A source said: "We had seen a couple of examples of private conversations being taped. Howard was told he should consider this a public meeting, and specifically told to keep very close to the script."
Mr Flight’s defiance was seen as a sackable offence. In taking his decision, Mr Howard had in mind William Hague’s failure to deal with Oliver Letwin, the shadow chancellor, when he suggested 20 billion worth of cuts in the 2001 campaign.
But the decision to deprive Mr Flight of his seat is likely to trigger outrage among the many Tory MPs, some on the shadow cabinet, who privately share his views.
Last night, Mr Howard had started a huge operation to persuade his MPs that this did not signify that Mr Flight and those who agreed with him were guilty of some kind of "thought crime". A source said: "We’re working on this very quickly."
The storm was a setback after a YouGov poll yesterday showed the party on 34 per cent, just 1 per cent behind Labour.
Mr Howard suffered a further blow yesterday when the UK Independence Party announced that its chairman would stand against the Tory leader in his Folkestone and Hythe seat. Mr Howard’s majority there is a modest 5,907 and had been one of the vulnerable seats targeted by the Liberal Democrats.
Petrina Holdsworth, UKIP’s chairman, accused Mr Howard of contradictory views over his absolute commitment to European Union membership, while planning to withdraw from the Common Fisheries Policy.
PASSION FOR POLITICS, NOT THE PERKS
HOWARD Flight is the kind of unreconstructed City figure who dabbles in politics for the passion, not the perks.
An MP’s salary is a drop in his oceanic finances, which flow from some of his 11 directorships.
Regarded as a "hard worker" by his constituency chairman, the 56-year-old spends up to 100 hours at work a week, most of them as the MP for his picturesque Sussex constituency.
He also owns a flat in his constituency, another in London and a ski chalet in France.
Since his election to Parliament in 1997, Mr Flight has been a key architect of Tory economic plans and was instrumental in setting up the James review on Whitehall waste.
He was first lured into politics at university, where he became chairman of the Cambridge University Conservative Association in the 1960s.
Since then, he has been assistant to William Powell and John Maples, acted as Norman Tebbit’s personal adviser and is regarded as one of the most Eurosceptic Tories.
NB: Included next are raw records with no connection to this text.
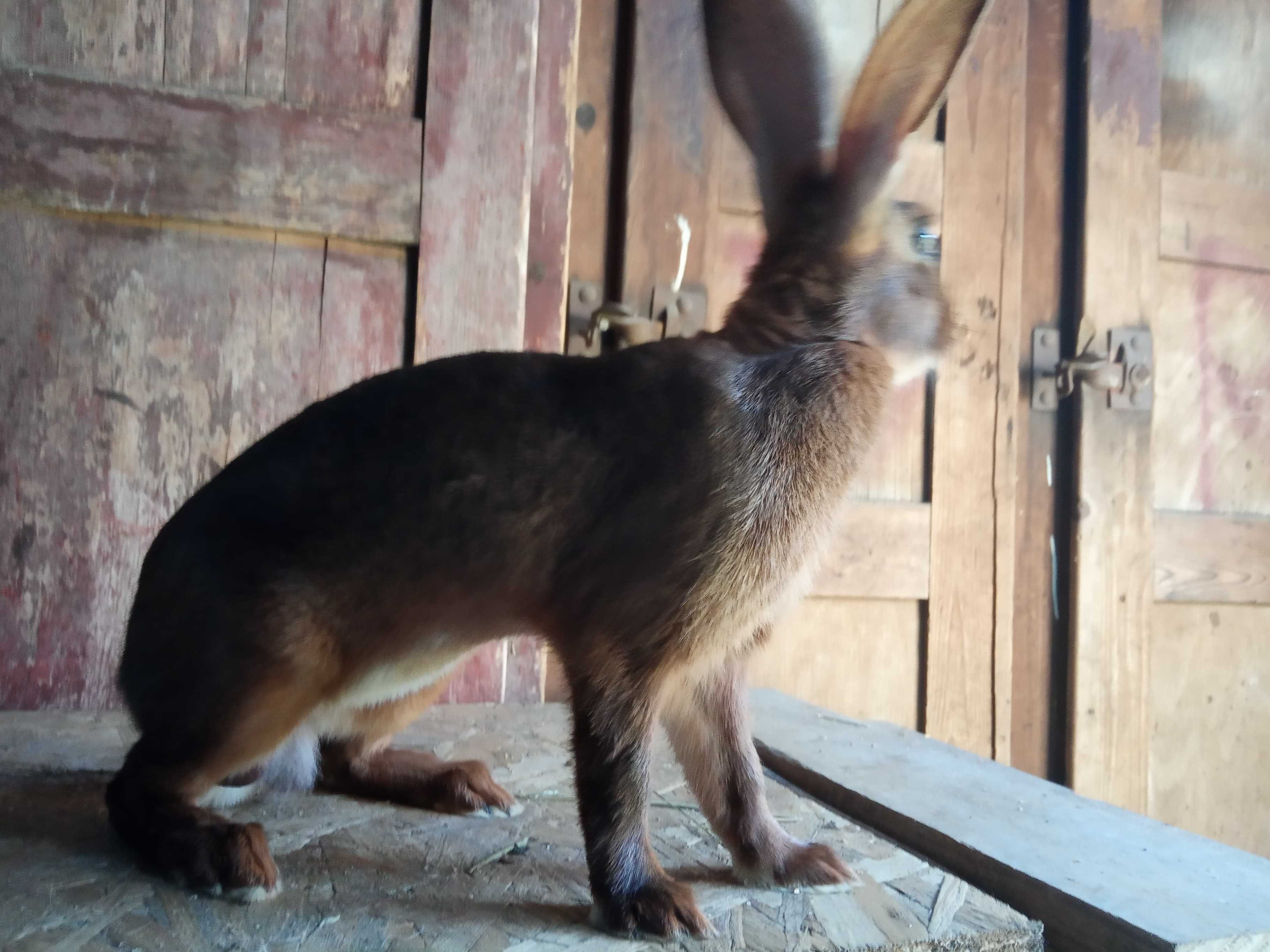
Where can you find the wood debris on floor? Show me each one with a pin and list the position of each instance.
(370, 876)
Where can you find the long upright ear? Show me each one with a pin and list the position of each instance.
(772, 75)
(901, 82)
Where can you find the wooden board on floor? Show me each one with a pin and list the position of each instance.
(107, 148)
(1098, 878)
(361, 875)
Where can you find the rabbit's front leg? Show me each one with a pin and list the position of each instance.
(708, 720)
(611, 735)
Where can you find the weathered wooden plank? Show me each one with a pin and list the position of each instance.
(363, 313)
(267, 49)
(858, 657)
(1037, 695)
(985, 108)
(205, 45)
(1210, 221)
(1100, 879)
(1211, 721)
(140, 362)
(361, 875)
(1113, 547)
(1211, 437)
(478, 155)
(102, 148)
(671, 163)
(1212, 558)
(360, 58)
(1216, 77)
(593, 125)
(879, 551)
(103, 40)
(552, 188)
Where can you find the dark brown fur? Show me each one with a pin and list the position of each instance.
(649, 513)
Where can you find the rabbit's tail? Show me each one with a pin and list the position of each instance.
(291, 767)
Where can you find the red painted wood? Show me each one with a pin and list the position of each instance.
(552, 196)
(363, 313)
(91, 37)
(267, 49)
(140, 362)
(357, 56)
(205, 45)
(478, 143)
(107, 148)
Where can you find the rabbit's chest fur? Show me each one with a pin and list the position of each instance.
(802, 423)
He rose through the ranks to become shadow chief secretary to the Treasury by 2002.
A banker by profession, he has a thorough grasp of the financial world, which earned him his place in the Tories’ front-bench Treasury team.
Mr Flight, a graduate of Magdalene College, Cambridge (MA History and Economics), and the University of Michigan Business School (MBA), regularly contributes to political and economic publications.
His politics rest firmly on the economic right, and he is a leading advocate of cuts to the size of the state and the privatisation of parts of the social services.
Mr Flight lists his proudest achievement in Parliament as doing "all the Opposition donkey work for the Financial Services and Markets Bill" and establishing an independent complaints office.
Last year, Michael Howard appointed him to the newly created role of special envoy to the City of London to woo vital party donors.
With his penchant for pin-striped suits and his 40-cigarettes-a-day habit, he was popular with his local constituency association.
But the Conservative Party acted quickly to erase any signs of Mr Flight from their website - by last night his profile was deleted.
Mr Flight is married to Christina, and the couple have four children.